Leben kehrt nächste Woche ins Neumündener IfuB ein

Am Montag ziehen die ersten Flüchtlinge ins Gartenhaus des ehemaligen Vereinskrankenhauses Hann. Münden.

Hann. Münden. Das "Gartenhaus" auf dem Gelände des ehemaligen Vereinskrankenhauses in Neumünden ist bezugsfertig. Am Dienstag stellte Kreisrat Marcel Riethig die ersten hergerichteten Räumlichkeiten im sogenannten "Integrierten Flüchtlingsunterkunft und Begegnungszentrum" (IfuB) gemeinsam mit Vertretern der Gesellschaft für Arbeits- und Berufsförderung Südniedersachsen mbH (GAB) als Betreiber der Presse vor.

Es war der erste Blick nach der mehrmonatigen Umbauphase, in der der Landkreis Göttingen als Besitzer der Immobilie rund 100.000 Euro investierte. Das Geld floss zum großen Teil in die Erneuerung der Haustechnik. So wurde zum Beispiel eine neue Fernwärmeleitung zum Standort verlegt. Derweil laufen die Arbeiten an dem geplanten Stadtteilzentrum, dass im Haupthaus integriert werden soll, weiter. Insgesamt 8 Mio. Euro will der Kreis hier investieren und maximal 250 Flüchtlingen Platz bieten (wir berichteten). Die gesamte Anlage soll im zweiten Halbjahr 2017 fertig gestellt sein.Auf einer Etage wurden in zehn Zimmer 32 Doppelstock und Einzelbetten aufgestellt. Außerdem ein Spielzimmer für Kinder, eine Waschküche, eine Küche, ein Esszimmer und ein Gemeinschaftsraum. Wie Riethig betonte, würden hier ausschließlich Familien oder Frauen mit Kindern untergebracht und keine alleinreisenden Männer. Am kommenden Montag sollen die ersten Bewohner, zwei Ehepaare mit Kindern von 5 bis 8 Jahren, ins Gartenhaus einziehen. Wöchentlich würde man in Zukunft mit weiteren Zuweisungen durch das Land Niedersachsen rechnen, so Riethig.Harald Wegener dankte dem Landkreis bei den Planungen eingebunden worden zu sein. Der Bürgermeister bot der Einrichtung weiterhin personelle Unterstützung seitens der Verwaltung an. Superintendent Thomas Henning, der an einem Runden Tisch Kontakte zwischen den beteiligten Institutionen knüpfte, freute sich darauf, dass es endlich losgehe: "Jetzt wird es konkret, jetzt können wir unsere Arbeit auf den Bedarf der hier lebenden Menschen ausrichten. Zudem müsse man die Einrichtung weiterhin in der Öffentlichkeit bekannt machen", so Henning.

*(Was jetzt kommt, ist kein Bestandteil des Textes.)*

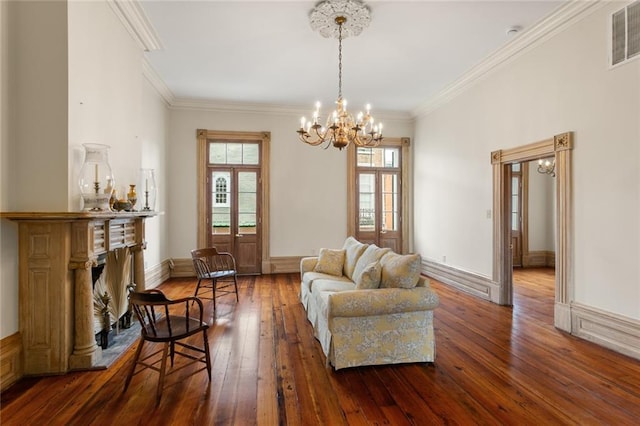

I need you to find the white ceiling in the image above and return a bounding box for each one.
[140,0,563,113]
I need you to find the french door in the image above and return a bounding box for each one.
[206,140,262,274]
[511,163,523,267]
[355,147,403,253]
[208,167,261,274]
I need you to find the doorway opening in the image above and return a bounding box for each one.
[509,159,556,322]
[491,132,573,332]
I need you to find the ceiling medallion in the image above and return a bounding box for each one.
[309,0,371,39]
[297,0,382,149]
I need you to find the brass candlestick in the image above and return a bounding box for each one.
[90,181,102,212]
[142,191,151,212]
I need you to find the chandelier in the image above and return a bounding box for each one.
[538,158,556,177]
[297,0,382,150]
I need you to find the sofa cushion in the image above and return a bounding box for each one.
[311,280,355,318]
[342,237,368,279]
[313,248,345,277]
[380,252,421,288]
[352,244,391,279]
[353,262,382,290]
[302,271,353,290]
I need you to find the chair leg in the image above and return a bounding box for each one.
[211,279,218,312]
[122,337,144,393]
[202,329,211,381]
[193,278,202,297]
[156,342,169,406]
[233,275,240,302]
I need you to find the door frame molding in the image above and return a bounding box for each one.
[347,137,412,253]
[196,129,271,273]
[491,132,574,332]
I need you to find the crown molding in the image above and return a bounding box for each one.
[142,57,176,107]
[412,0,612,117]
[107,0,162,52]
[168,98,413,121]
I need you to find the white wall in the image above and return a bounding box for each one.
[0,1,168,338]
[168,109,413,258]
[415,3,640,319]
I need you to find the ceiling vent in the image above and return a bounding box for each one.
[610,0,640,66]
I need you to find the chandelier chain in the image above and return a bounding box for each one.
[338,23,342,99]
[296,0,382,149]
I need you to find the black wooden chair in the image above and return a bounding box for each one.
[191,247,239,312]
[124,290,211,405]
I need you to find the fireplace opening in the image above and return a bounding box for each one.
[91,247,135,350]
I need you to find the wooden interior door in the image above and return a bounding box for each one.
[356,170,402,253]
[511,163,523,267]
[207,140,262,274]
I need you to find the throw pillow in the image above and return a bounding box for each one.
[354,262,382,290]
[380,252,420,288]
[342,237,368,280]
[314,249,344,277]
[353,244,391,282]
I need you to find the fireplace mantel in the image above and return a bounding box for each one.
[0,212,156,375]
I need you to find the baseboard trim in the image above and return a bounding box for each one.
[144,259,171,290]
[571,303,640,359]
[167,256,304,278]
[0,332,24,392]
[422,259,499,303]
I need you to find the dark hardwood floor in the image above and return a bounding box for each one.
[0,270,640,425]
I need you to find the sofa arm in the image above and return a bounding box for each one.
[300,256,318,279]
[328,287,440,318]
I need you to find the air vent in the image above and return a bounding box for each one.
[611,0,640,66]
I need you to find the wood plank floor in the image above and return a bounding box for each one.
[0,270,640,425]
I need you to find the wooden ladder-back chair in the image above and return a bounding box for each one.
[191,247,239,312]
[124,290,211,405]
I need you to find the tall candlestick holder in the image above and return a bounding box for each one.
[139,169,158,212]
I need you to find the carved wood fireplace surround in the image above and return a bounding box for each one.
[2,212,155,375]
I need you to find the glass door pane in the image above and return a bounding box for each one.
[358,173,376,232]
[210,171,233,235]
[380,173,400,232]
[238,171,258,235]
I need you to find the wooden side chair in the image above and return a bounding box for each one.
[191,247,239,312]
[124,290,211,405]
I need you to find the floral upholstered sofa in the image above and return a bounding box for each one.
[300,237,439,370]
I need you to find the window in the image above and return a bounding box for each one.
[216,177,228,205]
[347,138,410,253]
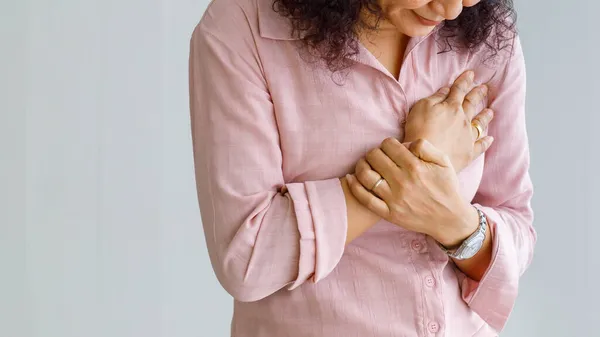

Die GAB ist in Kooperation mit Bonveno Göttingen, eine gemeinsame Gesellschaft aus AWO, Caritas, Diakonie, DRK und Pari, vor Ort für den Betreuungsauftrag zuständig. Leiter der Einrichtung ist Udo Hahne (GAB). Er wolle das sich in der Entstehung befindende Begegnungszentrum für alle Bürger Mündens öffnen und den Standort weiter attraktiv gestalten. Denkbar wäre das, so Magdalene Günther, Geschäftsführerin der GAB, mit dem Betreiben eines Bistros oder Cafés.

Neuer Name fürs IfuB gesucht

Die Initiative "Ein.Münden", die sich ebenfalls an der Integrationsarbeit beteiligt und zu dem Netzwerk rund um das IfuB gehört, sucht nun nach einem neuen, freundlicheren Namen für den Standort, damit die vier Buchstaben nicht länger als offizielle Bezeichnung der Einrichtung herhalten müssen.